I have understood. I know exactly where these fans came from. I felt their dismay and bitterness and doubts if things would change. honesty, it hurt.

Maybe it helps to know what Wimbledon means to me.

I get goosebumps stepping into the gates off the leafy dual carriageway of Church Road. On July 5, 1975, when Arthur Ashe defeated Jimmy Connors to become the first black man to win the Wimbledon singles title and the only black man to win a Grand Slam tournament title other than Yannick Noah at the 1983 French Open, I was a 9-year-old whose love of sports was the Seattle SuperSonics.

Seeing Ashe, with his graceful play and sharp intelligence, afro and skin that resembled mine, convinced me to make tennis my sport.

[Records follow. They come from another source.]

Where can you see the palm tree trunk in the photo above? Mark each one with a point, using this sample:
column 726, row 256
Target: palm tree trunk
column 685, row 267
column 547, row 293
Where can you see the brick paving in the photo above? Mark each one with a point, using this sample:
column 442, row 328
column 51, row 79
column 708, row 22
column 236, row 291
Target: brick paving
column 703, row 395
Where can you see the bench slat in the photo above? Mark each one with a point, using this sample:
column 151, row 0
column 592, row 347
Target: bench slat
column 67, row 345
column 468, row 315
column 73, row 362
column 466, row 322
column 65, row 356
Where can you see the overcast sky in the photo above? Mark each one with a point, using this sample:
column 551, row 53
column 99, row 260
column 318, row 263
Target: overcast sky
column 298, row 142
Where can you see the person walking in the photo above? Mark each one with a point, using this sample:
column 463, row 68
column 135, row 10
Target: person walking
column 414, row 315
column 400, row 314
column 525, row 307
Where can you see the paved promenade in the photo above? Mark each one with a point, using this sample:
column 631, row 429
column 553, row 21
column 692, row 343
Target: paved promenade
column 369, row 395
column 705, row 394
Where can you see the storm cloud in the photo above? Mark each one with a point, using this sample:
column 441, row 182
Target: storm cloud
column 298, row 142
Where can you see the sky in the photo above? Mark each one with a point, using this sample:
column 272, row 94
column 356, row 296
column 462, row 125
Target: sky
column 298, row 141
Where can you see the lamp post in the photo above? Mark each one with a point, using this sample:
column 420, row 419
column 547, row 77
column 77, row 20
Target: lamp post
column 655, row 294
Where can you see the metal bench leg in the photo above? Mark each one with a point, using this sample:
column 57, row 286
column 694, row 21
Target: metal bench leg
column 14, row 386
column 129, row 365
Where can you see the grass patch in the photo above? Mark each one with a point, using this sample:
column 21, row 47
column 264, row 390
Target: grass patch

Wimbledon didn’t change the trajectory of my life, but it did change direction.

I became a nationally ranked junior and collegiate player. I spent a little over a year in the minor leagues of professional play and peaked at No. 448 on the ATP rankings. Non-white players were almost as rare in my day as they were in Arthur’s day.

Today, as we just saw this weekend, there is a burgeoning new breed of talent. Together, Serena and Venus Williams form their North Star. And yet there is a lot to do. Not just on the court, but also to attract fans to the game and get them into the stands of a monument to tennis like Wimbledon. A lot of work that will take a lot of time.